However, as I continued on I began to feel that the quiet, somber mood of the place was due to more than beautiful yet intense, uninviting adornments located in every room. Dressed in a simple black and white dress, I felt out of place. As I entered in the most beautiful, most immaculate room and looked up at the ornately decorated ceiling I felt very small in comparison to the grandeur of not only the entire building but also to the single expansive space. At some point in time, someone considered living in a palace like this to to be the standard, while I could not even imagine having one of these beautiful rooms. Everything in the room was massive, which only added to the feeling of insignificance. The room felt even bigger because on each wall hung large, elongated mirrors framed in intricate gold-leaf frames reflecting back images of the opposing walls. Covered in plush deep-red fabric, the walls gave the room a warmer ambiance while still maintaining a regal feel. Thick, heavy red curtains outlined windows that reached from the floor nearly to the ceiling. Larger-than-life paintings of former members of royalty around the room served as additional reminders that this was a place of nobility. And to top it all off, two golden lion statues flanked the striking red and gold royal thrones. This room, the throne room, was the most spectacular of them all.
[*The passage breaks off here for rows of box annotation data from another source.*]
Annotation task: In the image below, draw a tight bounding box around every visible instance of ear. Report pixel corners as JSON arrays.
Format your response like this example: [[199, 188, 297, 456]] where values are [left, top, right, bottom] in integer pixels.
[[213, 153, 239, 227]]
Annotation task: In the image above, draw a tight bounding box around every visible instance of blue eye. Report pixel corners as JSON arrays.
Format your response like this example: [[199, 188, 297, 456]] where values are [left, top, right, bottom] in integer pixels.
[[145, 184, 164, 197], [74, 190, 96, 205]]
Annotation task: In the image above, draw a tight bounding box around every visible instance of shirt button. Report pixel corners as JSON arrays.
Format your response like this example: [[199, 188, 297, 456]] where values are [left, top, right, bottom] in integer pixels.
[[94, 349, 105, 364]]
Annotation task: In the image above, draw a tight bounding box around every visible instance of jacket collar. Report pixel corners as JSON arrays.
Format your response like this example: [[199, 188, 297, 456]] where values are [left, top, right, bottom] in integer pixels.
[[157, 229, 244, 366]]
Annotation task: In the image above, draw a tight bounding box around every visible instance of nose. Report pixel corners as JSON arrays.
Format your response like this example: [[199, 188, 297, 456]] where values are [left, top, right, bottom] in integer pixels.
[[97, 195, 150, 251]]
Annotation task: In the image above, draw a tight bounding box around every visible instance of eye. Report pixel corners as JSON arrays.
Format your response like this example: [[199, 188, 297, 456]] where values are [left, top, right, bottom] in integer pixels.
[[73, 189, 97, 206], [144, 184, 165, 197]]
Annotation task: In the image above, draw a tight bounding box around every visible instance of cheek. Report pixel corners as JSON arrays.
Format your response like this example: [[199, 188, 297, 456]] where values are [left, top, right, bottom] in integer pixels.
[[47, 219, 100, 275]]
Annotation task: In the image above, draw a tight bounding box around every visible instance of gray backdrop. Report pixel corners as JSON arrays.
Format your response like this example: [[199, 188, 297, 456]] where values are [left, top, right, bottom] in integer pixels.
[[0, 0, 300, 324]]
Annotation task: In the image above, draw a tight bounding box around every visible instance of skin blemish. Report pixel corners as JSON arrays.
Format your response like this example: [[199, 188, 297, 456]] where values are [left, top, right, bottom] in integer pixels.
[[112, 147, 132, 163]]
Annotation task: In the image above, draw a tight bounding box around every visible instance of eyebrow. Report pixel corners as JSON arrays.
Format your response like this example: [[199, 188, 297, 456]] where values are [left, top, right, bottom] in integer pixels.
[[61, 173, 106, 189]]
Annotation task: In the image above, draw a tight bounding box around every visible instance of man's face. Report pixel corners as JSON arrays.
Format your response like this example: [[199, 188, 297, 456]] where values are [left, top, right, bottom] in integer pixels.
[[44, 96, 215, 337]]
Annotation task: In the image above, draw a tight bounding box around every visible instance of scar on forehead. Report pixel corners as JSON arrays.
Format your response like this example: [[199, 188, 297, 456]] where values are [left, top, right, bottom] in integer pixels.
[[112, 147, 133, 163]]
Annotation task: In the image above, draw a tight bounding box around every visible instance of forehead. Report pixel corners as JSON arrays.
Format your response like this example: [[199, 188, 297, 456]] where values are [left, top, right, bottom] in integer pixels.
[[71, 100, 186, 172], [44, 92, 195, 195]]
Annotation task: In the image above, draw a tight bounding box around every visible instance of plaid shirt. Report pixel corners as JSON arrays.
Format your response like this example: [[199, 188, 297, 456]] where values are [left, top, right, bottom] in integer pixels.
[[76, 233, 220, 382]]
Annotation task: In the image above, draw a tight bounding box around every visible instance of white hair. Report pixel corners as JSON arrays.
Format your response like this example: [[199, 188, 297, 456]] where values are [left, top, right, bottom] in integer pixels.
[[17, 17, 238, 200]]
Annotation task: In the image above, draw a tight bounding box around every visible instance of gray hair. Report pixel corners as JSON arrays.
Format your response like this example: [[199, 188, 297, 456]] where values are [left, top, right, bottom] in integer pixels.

That feeling of smallness and insignificance had been building as I passed through each room so when I reached the throne room it was clear what emotions were being invoked. Being in a place with such deep history and visual majesty was a reminder that I am but a small fish in a sea of many people, past and present. What began as a feeling of formal coldness had transformed into feelings of reverence. The austerity was not meant to discourage but to preserve history and beauty. Looking more closely at the detail in the carvings or delicacy of the brush strokes in the paint or the complicated patterns in the tapestries, I began to realize how many people put hours of their lives into creating this palace. The original castle was built between 860 and 880, but various kings continually renovated the palace thought the fourteenth, fifteenth, and sixteenth centuries. In 1734 the palace was completely destroyed by a fire. It had take over twenty-five years to rebuild the palace, but renovations did not end until the nineteenth century. Future, the palace needed further restoration in the twentieth century due to damage endured during the Spanish Civil War. I had known that hundreds of years ago the palace had been burned to the ground, but in that moment I could only imagine magnitude of what it meant to rebuild it.
Now, here I was years later gazing at all the royal splendor, enjoying the fruits of their labor. So many people had given countless hours to create the beauty of which I was experiencing. Standing in the middle of the throne room, the thought of such a grand legacy made me hope that one-day someone in the future would be able to look back and value what I had left behind just as I was doing in that moment. Thinking of the amount of labor and history each room carried helped lead me to understand why the Spanish guarded this place so closely. The history of this place went much deeper than simply being a beautiful building for tourists to enjoy. I could see the value or preserving such beauty. I admired not only the physical beauty of the objects in front of my eyes, but also the effort of the hands that made it. The adornments now no longer seemed the least bit gaudy or overly flashy but instead now served as a visual prompt that I too desired to be a part of something much bigger.